Grants are expected to be between £1 million and £2 million (at 100% full economic cost), with a duration of up to 60 months. Grants should start on 1 September 2019 or later.

See here for more details:  https://esrc.ukri.org/funding/funding-opportunities/innovation-in-social-care-collaborative-grants/

The potential scope of this work is broad.

  • ‘Social care’ is used here as a broad term covering provision of help and support (whatever age – including children and young people, working age adults, and older people) to enable people to lead fulfilling, independent and healthy lives, improve their quality of life or keep them safe from harm.
  • It encompasses the care provided privately in the home either by relatives, paid carers, or by people themselves (‘self care’), and more formal sectors such as care homes, children’s residential care, supported living, care provided in NHS primary and secondary care settings, and financial benefits and allowances.
  • ESRC welcome research to support the uptake of innovation at the interfaces between health and social care, and between social care and wider services.
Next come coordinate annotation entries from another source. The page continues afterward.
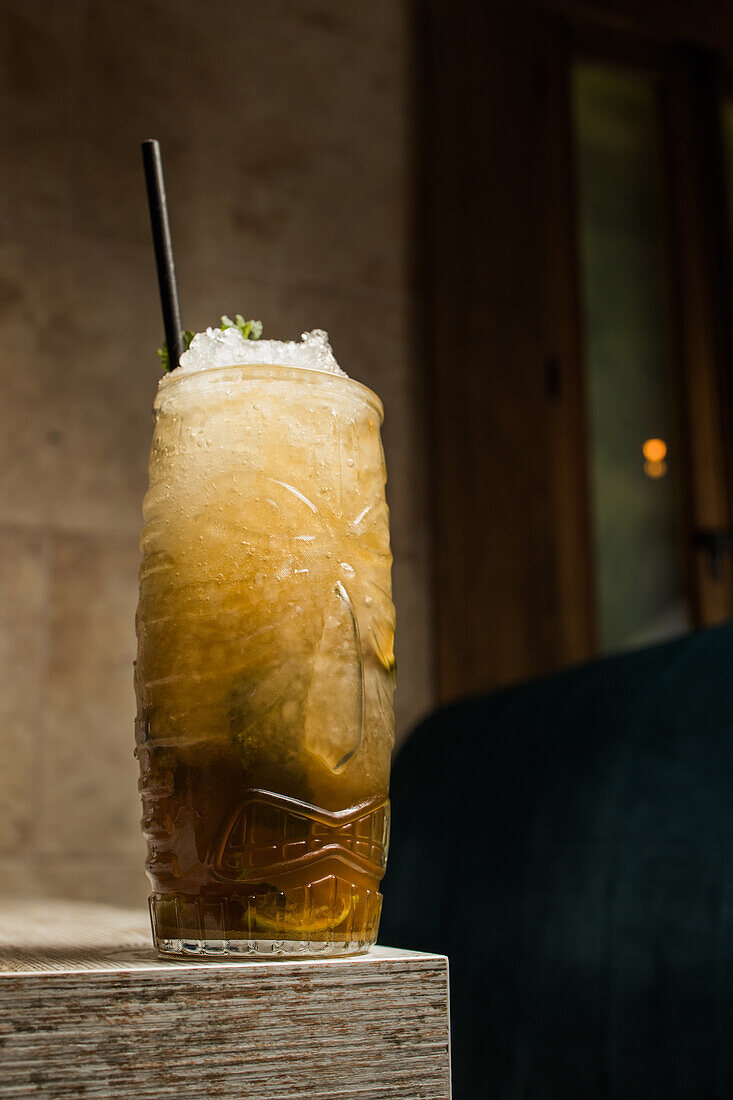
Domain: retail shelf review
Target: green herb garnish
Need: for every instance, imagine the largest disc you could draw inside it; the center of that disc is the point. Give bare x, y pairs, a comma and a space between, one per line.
249, 330
163, 352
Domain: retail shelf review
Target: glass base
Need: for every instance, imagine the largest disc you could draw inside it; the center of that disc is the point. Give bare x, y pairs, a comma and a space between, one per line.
261, 948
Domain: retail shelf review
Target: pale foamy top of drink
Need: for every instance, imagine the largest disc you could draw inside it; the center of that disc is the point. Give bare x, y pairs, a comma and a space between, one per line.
228, 348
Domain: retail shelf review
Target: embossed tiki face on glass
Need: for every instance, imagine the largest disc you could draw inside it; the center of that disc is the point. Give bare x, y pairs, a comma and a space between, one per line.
265, 666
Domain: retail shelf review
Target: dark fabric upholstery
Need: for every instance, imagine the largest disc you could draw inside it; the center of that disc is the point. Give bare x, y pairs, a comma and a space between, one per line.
569, 845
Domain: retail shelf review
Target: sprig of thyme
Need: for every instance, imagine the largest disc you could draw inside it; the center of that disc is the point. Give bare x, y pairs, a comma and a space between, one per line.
164, 354
249, 330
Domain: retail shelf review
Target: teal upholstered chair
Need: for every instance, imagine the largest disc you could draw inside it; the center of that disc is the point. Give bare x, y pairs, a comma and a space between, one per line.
569, 845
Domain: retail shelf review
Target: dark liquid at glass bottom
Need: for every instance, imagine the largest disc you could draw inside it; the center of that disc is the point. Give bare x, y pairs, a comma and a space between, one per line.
239, 869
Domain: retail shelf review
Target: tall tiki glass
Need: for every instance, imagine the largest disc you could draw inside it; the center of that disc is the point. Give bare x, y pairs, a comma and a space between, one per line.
265, 666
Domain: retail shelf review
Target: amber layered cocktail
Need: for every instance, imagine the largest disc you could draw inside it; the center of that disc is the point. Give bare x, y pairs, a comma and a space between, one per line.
265, 667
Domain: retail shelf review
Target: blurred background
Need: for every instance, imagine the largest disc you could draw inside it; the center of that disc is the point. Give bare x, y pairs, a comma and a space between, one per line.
513, 219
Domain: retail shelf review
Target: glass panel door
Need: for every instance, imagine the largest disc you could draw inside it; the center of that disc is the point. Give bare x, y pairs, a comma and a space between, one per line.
634, 452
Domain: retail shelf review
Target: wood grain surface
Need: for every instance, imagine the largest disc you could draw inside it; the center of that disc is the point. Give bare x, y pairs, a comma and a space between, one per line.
88, 1009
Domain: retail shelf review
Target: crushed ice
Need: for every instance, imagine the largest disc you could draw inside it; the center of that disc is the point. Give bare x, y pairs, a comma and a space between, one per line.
228, 348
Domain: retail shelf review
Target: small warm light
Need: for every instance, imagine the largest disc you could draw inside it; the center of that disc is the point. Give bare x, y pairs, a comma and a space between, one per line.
655, 451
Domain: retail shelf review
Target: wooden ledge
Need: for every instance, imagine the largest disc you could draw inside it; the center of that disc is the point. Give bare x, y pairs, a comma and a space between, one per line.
87, 1008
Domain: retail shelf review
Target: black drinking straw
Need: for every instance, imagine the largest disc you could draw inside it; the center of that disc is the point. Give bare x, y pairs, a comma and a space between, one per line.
166, 271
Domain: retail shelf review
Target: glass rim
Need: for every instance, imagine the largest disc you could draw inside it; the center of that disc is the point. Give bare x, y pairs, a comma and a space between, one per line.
272, 370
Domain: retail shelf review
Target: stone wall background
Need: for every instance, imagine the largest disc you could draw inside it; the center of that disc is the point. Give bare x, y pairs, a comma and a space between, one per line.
286, 136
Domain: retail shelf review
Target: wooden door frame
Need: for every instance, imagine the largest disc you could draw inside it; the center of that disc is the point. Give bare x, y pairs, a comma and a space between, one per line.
462, 301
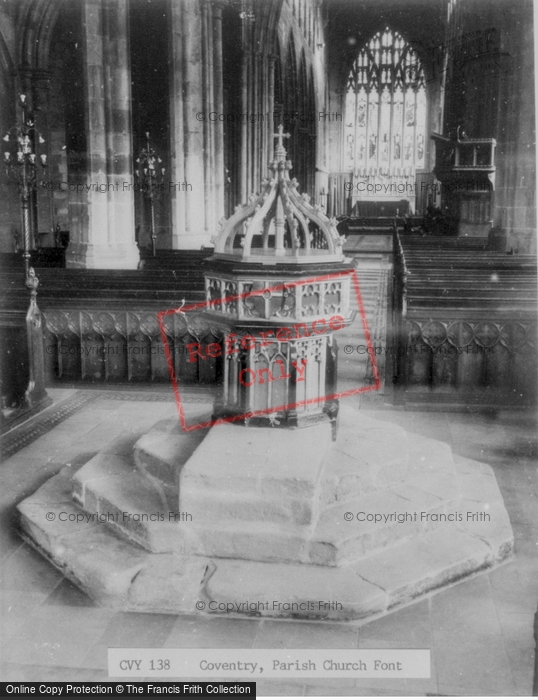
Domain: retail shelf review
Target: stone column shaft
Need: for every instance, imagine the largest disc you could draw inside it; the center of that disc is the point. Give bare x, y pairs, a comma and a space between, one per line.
106, 233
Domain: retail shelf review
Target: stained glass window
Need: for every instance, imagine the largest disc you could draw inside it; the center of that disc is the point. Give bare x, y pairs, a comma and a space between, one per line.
386, 106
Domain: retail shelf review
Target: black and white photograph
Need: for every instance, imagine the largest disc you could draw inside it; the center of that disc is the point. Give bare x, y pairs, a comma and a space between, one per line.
268, 348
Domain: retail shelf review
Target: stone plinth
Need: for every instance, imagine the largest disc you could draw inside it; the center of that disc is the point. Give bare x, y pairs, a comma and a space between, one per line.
267, 520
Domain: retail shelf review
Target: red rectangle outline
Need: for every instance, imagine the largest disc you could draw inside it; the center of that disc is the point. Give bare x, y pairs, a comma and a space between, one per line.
205, 304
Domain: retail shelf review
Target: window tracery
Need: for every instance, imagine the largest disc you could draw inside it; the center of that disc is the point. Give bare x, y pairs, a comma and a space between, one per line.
386, 108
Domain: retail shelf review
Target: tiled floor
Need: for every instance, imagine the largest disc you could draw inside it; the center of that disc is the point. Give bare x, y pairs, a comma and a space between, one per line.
479, 631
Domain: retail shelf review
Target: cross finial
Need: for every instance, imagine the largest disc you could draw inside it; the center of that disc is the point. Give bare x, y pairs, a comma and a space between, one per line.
280, 135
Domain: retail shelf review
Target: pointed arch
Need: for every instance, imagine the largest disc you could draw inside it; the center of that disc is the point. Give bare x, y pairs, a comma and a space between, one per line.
385, 108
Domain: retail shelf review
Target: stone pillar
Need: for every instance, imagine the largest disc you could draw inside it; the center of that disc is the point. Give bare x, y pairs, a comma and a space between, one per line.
34, 83
196, 133
219, 107
102, 225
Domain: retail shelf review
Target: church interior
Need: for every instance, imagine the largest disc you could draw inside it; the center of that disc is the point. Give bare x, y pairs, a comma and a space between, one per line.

It can include statutory and non statutory providers as well as wider and atypical care arrangements. ESRC particularly welcome proposals that seek to understand and influence change across different aspects of the care system, at transitions between different ‘types’ of care, or in under researched areas such as self care, self funders, and private provision. Or interactions with health care and other services and organisations not usually associated with social care, but which impact on people’s lives including welfare, housing, education, transport, leisure and retail sectors.
  • The definition of innovation is similarly broad, including that within and of systems, practices, organisations, processes, products and funding.
  • ESRC recognise that innovating in such a complex and financially stretched system is hard and takes time, and that innovation is often linked to attempts to save costs. In view of this proposals that take a broader approach to the potential impacts of innovation including, in particular, how change can be spread and scaled to deliver improved wellbeing, impacts on the workforce and increased efficiency would be welcomed.